Le poète évoque, dans une touchante méditation, sa compagne de toujours, les années passées où ils se sont aimés, celles où ils ont traversé des épreuves, celles de leurs engagements, celles des lieux, des chambres qu'ils ont habitées à divers endroits du monde.

Qu'est-ce que l'amour de toute une vie quand il est amené à disparaître ? Qu'est-ce que le temps quand il ne fait plus rien espérer, ce sentiment avec lui d'une inéluctable fin que plus rien ne peut contenir ?
La nostalgie, la tristesse, l'amertume, la colère aussi émaillent tous les poèmes de ce recueil. Celle d'un homme touché par la vieillesse, par ses failles, par la peur qu'il eue et qu'il a encore de perdre celle qui fut l'amour de sa vie. Cette peur qui fut sa part d'ombre, celle qui lui offrit la lumière et lui fit écrire quelques-uns des plus beaux poèmes d'amour qui soit.

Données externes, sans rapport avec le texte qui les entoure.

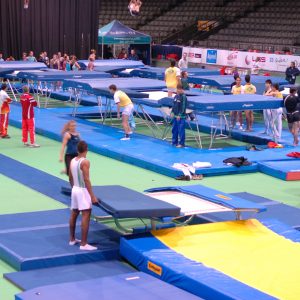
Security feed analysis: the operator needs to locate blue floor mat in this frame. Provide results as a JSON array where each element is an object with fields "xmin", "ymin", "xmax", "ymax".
[
  {"xmin": 0, "ymin": 220, "xmax": 120, "ymax": 271},
  {"xmin": 4, "ymin": 260, "xmax": 134, "ymax": 291},
  {"xmin": 259, "ymin": 159, "xmax": 300, "ymax": 181},
  {"xmin": 16, "ymin": 272, "xmax": 201, "ymax": 300},
  {"xmin": 0, "ymin": 154, "xmax": 108, "ymax": 217}
]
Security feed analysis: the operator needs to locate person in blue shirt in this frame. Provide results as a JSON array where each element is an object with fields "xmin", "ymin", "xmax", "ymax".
[
  {"xmin": 285, "ymin": 62, "xmax": 300, "ymax": 84},
  {"xmin": 171, "ymin": 84, "xmax": 187, "ymax": 148}
]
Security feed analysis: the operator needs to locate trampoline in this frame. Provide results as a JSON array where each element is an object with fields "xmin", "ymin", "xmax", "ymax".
[
  {"xmin": 189, "ymin": 75, "xmax": 288, "ymax": 94},
  {"xmin": 258, "ymin": 160, "xmax": 300, "ymax": 181},
  {"xmin": 78, "ymin": 59, "xmax": 145, "ymax": 72},
  {"xmin": 120, "ymin": 219, "xmax": 300, "ymax": 300}
]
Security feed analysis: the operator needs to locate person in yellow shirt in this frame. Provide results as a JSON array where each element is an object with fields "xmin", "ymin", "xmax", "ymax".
[
  {"xmin": 244, "ymin": 75, "xmax": 256, "ymax": 131},
  {"xmin": 270, "ymin": 83, "xmax": 283, "ymax": 142},
  {"xmin": 165, "ymin": 59, "xmax": 180, "ymax": 97},
  {"xmin": 109, "ymin": 84, "xmax": 134, "ymax": 141},
  {"xmin": 231, "ymin": 76, "xmax": 244, "ymax": 130}
]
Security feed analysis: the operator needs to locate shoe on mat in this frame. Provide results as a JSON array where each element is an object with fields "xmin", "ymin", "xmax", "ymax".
[
  {"xmin": 1, "ymin": 134, "xmax": 10, "ymax": 139},
  {"xmin": 69, "ymin": 239, "xmax": 81, "ymax": 246},
  {"xmin": 29, "ymin": 144, "xmax": 41, "ymax": 148},
  {"xmin": 79, "ymin": 244, "xmax": 98, "ymax": 251},
  {"xmin": 175, "ymin": 175, "xmax": 191, "ymax": 181}
]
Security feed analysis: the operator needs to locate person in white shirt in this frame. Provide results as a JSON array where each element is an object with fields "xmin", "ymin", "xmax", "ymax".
[
  {"xmin": 251, "ymin": 57, "xmax": 260, "ymax": 75},
  {"xmin": 178, "ymin": 53, "xmax": 189, "ymax": 70}
]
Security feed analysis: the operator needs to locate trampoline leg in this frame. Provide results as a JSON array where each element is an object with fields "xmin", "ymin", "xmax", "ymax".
[{"xmin": 151, "ymin": 219, "xmax": 156, "ymax": 230}]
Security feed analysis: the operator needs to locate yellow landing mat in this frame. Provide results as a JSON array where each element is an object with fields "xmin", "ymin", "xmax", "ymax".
[{"xmin": 152, "ymin": 220, "xmax": 300, "ymax": 300}]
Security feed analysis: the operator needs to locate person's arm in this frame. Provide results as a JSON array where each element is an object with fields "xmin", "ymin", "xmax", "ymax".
[
  {"xmin": 68, "ymin": 161, "xmax": 74, "ymax": 187},
  {"xmin": 180, "ymin": 94, "xmax": 187, "ymax": 117},
  {"xmin": 29, "ymin": 97, "xmax": 37, "ymax": 107},
  {"xmin": 59, "ymin": 132, "xmax": 71, "ymax": 162},
  {"xmin": 80, "ymin": 159, "xmax": 99, "ymax": 204}
]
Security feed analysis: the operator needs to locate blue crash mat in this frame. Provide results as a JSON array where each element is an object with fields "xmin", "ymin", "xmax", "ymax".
[
  {"xmin": 16, "ymin": 272, "xmax": 200, "ymax": 300},
  {"xmin": 93, "ymin": 185, "xmax": 180, "ymax": 218},
  {"xmin": 16, "ymin": 71, "xmax": 111, "ymax": 81},
  {"xmin": 145, "ymin": 184, "xmax": 266, "ymax": 212},
  {"xmin": 64, "ymin": 78, "xmax": 166, "ymax": 92},
  {"xmin": 160, "ymin": 94, "xmax": 283, "ymax": 112},
  {"xmin": 4, "ymin": 260, "xmax": 134, "ymax": 291},
  {"xmin": 0, "ymin": 218, "xmax": 120, "ymax": 271},
  {"xmin": 258, "ymin": 159, "xmax": 300, "ymax": 181}
]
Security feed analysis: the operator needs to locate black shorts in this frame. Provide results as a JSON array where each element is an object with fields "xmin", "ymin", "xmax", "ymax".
[{"xmin": 287, "ymin": 111, "xmax": 300, "ymax": 124}]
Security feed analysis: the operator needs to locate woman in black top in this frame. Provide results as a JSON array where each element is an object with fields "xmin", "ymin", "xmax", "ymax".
[{"xmin": 284, "ymin": 88, "xmax": 300, "ymax": 146}]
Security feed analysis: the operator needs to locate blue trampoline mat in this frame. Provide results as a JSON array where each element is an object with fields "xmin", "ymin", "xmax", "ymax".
[
  {"xmin": 0, "ymin": 210, "xmax": 70, "ymax": 233},
  {"xmin": 4, "ymin": 260, "xmax": 134, "ymax": 291},
  {"xmin": 16, "ymin": 272, "xmax": 200, "ymax": 300},
  {"xmin": 10, "ymin": 105, "xmax": 297, "ymax": 177},
  {"xmin": 0, "ymin": 219, "xmax": 120, "ymax": 270}
]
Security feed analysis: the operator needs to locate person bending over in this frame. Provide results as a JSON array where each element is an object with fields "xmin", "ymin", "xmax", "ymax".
[
  {"xmin": 0, "ymin": 84, "xmax": 12, "ymax": 139},
  {"xmin": 165, "ymin": 59, "xmax": 180, "ymax": 97},
  {"xmin": 270, "ymin": 83, "xmax": 283, "ymax": 142},
  {"xmin": 20, "ymin": 85, "xmax": 40, "ymax": 148},
  {"xmin": 285, "ymin": 62, "xmax": 300, "ymax": 84},
  {"xmin": 284, "ymin": 88, "xmax": 300, "ymax": 146},
  {"xmin": 244, "ymin": 75, "xmax": 256, "ymax": 131},
  {"xmin": 171, "ymin": 84, "xmax": 187, "ymax": 148},
  {"xmin": 59, "ymin": 120, "xmax": 80, "ymax": 176},
  {"xmin": 69, "ymin": 141, "xmax": 98, "ymax": 251},
  {"xmin": 109, "ymin": 84, "xmax": 134, "ymax": 141}
]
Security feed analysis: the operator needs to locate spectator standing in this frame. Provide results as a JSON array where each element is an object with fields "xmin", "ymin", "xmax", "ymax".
[
  {"xmin": 285, "ymin": 62, "xmax": 300, "ymax": 84},
  {"xmin": 178, "ymin": 53, "xmax": 189, "ymax": 70}
]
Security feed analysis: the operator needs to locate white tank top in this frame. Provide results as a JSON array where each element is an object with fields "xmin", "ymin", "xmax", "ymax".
[{"xmin": 70, "ymin": 157, "xmax": 85, "ymax": 188}]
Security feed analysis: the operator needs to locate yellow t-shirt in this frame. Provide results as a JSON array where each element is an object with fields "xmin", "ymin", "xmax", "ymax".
[
  {"xmin": 275, "ymin": 92, "xmax": 283, "ymax": 99},
  {"xmin": 231, "ymin": 85, "xmax": 244, "ymax": 95},
  {"xmin": 244, "ymin": 84, "xmax": 256, "ymax": 94},
  {"xmin": 165, "ymin": 67, "xmax": 180, "ymax": 89},
  {"xmin": 114, "ymin": 90, "xmax": 132, "ymax": 107}
]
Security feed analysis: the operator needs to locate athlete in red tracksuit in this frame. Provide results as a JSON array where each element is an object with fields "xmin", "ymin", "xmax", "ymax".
[
  {"xmin": 20, "ymin": 86, "xmax": 39, "ymax": 148},
  {"xmin": 0, "ymin": 84, "xmax": 12, "ymax": 139}
]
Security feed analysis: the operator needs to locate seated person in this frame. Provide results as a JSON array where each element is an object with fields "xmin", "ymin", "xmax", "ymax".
[{"xmin": 128, "ymin": 0, "xmax": 142, "ymax": 17}]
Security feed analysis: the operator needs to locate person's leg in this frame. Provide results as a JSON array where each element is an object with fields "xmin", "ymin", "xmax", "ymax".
[
  {"xmin": 2, "ymin": 113, "xmax": 9, "ymax": 137},
  {"xmin": 238, "ymin": 111, "xmax": 243, "ymax": 128},
  {"xmin": 27, "ymin": 119, "xmax": 35, "ymax": 145},
  {"xmin": 69, "ymin": 209, "xmax": 79, "ymax": 242},
  {"xmin": 292, "ymin": 122, "xmax": 300, "ymax": 146},
  {"xmin": 81, "ymin": 209, "xmax": 92, "ymax": 246},
  {"xmin": 22, "ymin": 119, "xmax": 28, "ymax": 144},
  {"xmin": 245, "ymin": 110, "xmax": 251, "ymax": 131},
  {"xmin": 122, "ymin": 114, "xmax": 130, "ymax": 135},
  {"xmin": 276, "ymin": 108, "xmax": 282, "ymax": 139},
  {"xmin": 179, "ymin": 119, "xmax": 185, "ymax": 147},
  {"xmin": 172, "ymin": 118, "xmax": 178, "ymax": 146}
]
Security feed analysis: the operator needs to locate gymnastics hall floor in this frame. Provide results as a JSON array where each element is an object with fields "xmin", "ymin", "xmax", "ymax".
[{"xmin": 0, "ymin": 127, "xmax": 300, "ymax": 300}]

« Femme je te donne aujourd'hui ton plus beau nom de femme
Ici ma merveille à ce moment de nous je t'appelle
D'un nom d'Espagne âpre et doux comme un fruit des collines
Un fruit de soleil et de silence
Je te donne le nom du vent tombé le nom
D'être nu d'ouvrir l'épaule à l'odeur du café
Et tout n'est que semblant de lire dans les pièces
Où chaque chose à sa place attend le passage de tes mains
Mon amour je te donne aujourd'hui le nom de Solitude »

Les nuits sans sommeil, les lits de l'amour, l'indicible rencontre de deux êtres, leurs liens comme leurs errements, voilà que le temps les efface, les détruit, ne les fait plus apparaître comme un lointain songe, devenu inutile.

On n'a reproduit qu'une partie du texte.